Metaheuristic techniques have been used in many different fields over the last decades. This category includes algorithms such as Particle Swarmn Optimization (PSO) [34], Ant Colony Optimization (ACO) [14], Genetic Algorithm (GA) [25], Bat Algorithm (BA) [62], Data Gravitation Classification (DGC) [66], and others [68]. Focusing on classification, and especially on imbalanced problems, these methods have been widely used on their own as well as in combination with other techniques in the literature. In [60], PSO is proposed for omics data classification. The algorithm is designed to handle the different characteristics of omics data, such as high dimensionality, small sample size, and class imbalance.

For example, in [63] there is proposed an undersampling method based on ACO for an imbalanced problem involving DNA microarray data. The proposal is evaluated on four benchmark skewed DNA microarray datasets. It outperforms many other sampling approaches.

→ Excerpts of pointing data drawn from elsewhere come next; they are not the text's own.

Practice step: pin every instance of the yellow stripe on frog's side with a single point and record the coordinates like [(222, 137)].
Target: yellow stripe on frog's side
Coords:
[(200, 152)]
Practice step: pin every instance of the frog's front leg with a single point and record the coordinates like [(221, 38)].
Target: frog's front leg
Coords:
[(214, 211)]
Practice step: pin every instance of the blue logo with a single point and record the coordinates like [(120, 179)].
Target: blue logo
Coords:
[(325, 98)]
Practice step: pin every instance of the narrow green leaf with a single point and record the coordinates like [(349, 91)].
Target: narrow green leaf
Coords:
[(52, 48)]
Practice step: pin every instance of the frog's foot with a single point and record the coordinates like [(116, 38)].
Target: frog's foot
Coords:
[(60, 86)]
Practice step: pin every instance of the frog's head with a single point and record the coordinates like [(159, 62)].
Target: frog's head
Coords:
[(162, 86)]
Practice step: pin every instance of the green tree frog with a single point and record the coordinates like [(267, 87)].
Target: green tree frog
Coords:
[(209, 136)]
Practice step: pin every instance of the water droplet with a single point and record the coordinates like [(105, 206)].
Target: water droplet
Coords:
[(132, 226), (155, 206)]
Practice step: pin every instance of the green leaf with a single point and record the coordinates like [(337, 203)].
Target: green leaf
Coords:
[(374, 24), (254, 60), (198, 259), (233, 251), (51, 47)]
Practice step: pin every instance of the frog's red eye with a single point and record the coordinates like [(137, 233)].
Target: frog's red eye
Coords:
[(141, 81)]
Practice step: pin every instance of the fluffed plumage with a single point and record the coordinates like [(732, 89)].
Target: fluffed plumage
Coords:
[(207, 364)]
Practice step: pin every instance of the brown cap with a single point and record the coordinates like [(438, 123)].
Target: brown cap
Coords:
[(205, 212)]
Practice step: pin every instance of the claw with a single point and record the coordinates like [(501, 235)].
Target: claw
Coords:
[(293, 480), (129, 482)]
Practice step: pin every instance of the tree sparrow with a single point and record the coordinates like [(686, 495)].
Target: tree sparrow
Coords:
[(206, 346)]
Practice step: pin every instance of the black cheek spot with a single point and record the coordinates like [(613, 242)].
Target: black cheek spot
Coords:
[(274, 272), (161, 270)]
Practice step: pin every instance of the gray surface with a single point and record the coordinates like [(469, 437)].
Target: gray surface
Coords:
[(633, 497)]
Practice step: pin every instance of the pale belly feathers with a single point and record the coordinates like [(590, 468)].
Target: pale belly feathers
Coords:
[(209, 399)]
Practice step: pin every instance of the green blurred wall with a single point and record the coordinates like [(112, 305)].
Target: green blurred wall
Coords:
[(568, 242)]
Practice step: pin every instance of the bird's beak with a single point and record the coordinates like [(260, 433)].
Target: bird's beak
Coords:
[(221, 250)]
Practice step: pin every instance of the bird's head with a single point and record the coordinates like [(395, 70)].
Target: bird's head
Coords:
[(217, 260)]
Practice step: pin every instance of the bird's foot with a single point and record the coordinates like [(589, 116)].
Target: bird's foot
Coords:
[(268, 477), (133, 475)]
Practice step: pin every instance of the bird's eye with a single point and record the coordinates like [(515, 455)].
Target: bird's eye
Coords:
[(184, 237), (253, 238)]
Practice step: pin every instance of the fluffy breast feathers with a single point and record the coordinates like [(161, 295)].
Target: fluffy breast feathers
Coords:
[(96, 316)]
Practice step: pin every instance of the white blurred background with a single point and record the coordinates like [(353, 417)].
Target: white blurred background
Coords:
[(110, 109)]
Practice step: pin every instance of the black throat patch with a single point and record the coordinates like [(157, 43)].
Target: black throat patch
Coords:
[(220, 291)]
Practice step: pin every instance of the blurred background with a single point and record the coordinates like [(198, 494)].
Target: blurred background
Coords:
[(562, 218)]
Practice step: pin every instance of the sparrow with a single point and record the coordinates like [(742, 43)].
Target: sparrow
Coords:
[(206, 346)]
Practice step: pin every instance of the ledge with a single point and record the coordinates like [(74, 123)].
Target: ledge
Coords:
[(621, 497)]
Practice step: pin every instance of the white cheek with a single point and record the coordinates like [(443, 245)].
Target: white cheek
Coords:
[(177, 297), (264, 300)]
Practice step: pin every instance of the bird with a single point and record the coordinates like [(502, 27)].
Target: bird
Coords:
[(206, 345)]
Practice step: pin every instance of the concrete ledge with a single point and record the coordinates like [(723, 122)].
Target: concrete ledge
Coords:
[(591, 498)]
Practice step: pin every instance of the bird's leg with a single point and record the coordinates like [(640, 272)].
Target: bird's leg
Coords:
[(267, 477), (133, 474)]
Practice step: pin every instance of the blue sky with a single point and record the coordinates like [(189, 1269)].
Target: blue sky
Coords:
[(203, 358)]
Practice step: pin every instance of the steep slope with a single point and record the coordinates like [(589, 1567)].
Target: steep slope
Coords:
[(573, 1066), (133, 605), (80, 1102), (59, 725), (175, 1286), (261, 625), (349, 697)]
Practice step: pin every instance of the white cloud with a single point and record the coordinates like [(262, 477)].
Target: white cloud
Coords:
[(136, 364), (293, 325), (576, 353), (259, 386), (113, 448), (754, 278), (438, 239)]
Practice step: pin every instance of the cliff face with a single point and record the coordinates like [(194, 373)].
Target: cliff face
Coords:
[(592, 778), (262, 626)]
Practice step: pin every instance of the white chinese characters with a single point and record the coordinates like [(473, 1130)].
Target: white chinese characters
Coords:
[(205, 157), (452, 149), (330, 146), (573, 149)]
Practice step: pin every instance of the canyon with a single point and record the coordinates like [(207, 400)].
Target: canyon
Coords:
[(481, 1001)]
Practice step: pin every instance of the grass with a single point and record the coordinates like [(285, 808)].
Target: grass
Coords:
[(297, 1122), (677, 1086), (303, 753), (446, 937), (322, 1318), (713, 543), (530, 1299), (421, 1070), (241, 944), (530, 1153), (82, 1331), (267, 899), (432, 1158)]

In [6] there is developed a cost-sensitive feature selection method using a type of GA called a chaos genetic algorithm. The evaluation function considers both the costs of acquiring each feature and the costs of misclassification, in the field of network security, weakening the influence of the many instances from the majority classes in large-scale datasets. The proposal is tested on a large-scale dataset of network security, using two kinds of classifiers: C4.5 and K-nearest neighbours.

Other paper related to this topic can be found in [45], which analyses the performance of evolving diverse ensembles using genetic programming for software defect prediction with imbalanced data.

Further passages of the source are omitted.